Market expectations look for the U.S. economy to create 1.4 million new jobs in July and for the unemployment rate to drop to 10.7%.
“The U.S. economy lost 22 million jobs between February and April as lockdowns forced businesses to close and lay off workers while the reopening through May and June has allowed nearly 8 million of those jobs come back. Nonetheless, there is still a mighty jobs deficit and with the renewed spike in cases leading many states to reverse course and reintroduce Covid-19 containment measures, we are seeing rising joblessness once again,” said ING chief international economist James Knightley.

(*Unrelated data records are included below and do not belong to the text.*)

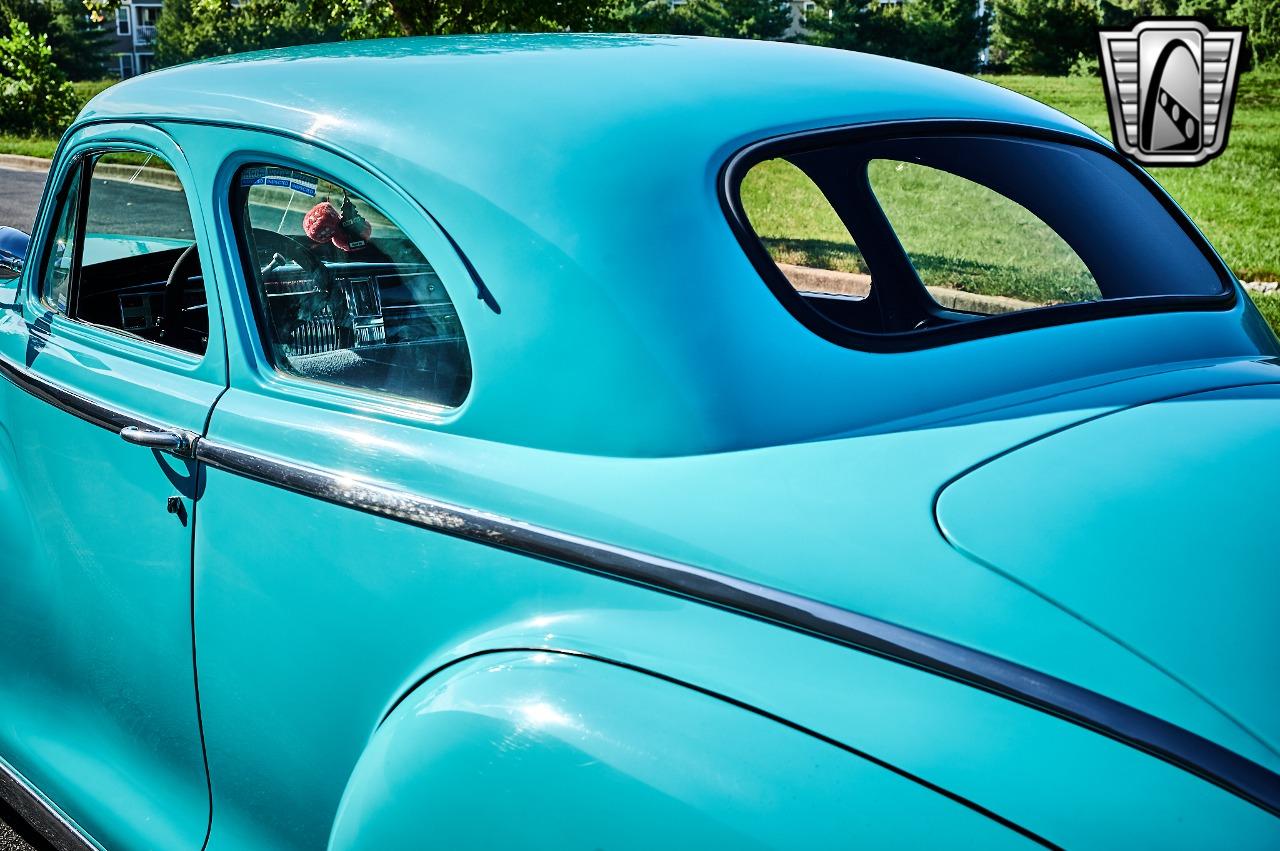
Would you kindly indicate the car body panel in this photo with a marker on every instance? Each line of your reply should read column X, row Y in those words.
column 636, row 384
column 99, row 692
column 288, row 677
column 689, row 351
column 1143, row 518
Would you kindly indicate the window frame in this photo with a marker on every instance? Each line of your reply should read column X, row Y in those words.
column 80, row 170
column 736, row 168
column 365, row 397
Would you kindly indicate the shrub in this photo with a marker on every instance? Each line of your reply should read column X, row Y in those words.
column 35, row 96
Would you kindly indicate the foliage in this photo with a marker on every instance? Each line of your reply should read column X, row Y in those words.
column 199, row 28
column 35, row 96
column 1262, row 18
column 80, row 46
column 947, row 33
column 1043, row 36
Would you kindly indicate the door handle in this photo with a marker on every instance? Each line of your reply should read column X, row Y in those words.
column 174, row 440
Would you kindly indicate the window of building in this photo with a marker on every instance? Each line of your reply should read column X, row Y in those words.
column 958, row 228
column 342, row 294
column 124, row 255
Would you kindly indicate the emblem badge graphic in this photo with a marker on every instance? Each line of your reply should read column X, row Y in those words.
column 1170, row 88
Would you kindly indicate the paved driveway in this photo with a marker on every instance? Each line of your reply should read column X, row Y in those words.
column 19, row 196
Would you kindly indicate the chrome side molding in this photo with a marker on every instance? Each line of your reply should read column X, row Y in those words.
column 97, row 413
column 35, row 810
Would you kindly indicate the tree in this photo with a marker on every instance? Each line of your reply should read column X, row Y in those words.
column 199, row 28
column 80, row 46
column 947, row 33
column 191, row 30
column 1043, row 36
column 35, row 96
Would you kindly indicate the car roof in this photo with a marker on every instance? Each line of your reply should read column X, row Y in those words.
column 577, row 85
column 579, row 175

Knightley added that the July payrolls number will not reflect the job losses people might have seen towards the end of the month due to new shutdown measures.
“With respect to Friday’s US jobs report the timing of the data collection for payrolls is the week of the 12th of July, so we still expect to see an increase given employment was rising in the second half of June and the first half of July - most of the job losses occurred in the second half of the month,” he said.
Other U.S. data to watch next week include ISM manufacturing PMI on Monday, factory orders on Tuesday, ADP employment and ISM non-manufacturing PMI on Wednesday, and jobless claims on Thursday.
The Bank of England (BoE) will also be making its interest rate announcement on Thursday but no significant changes are expected.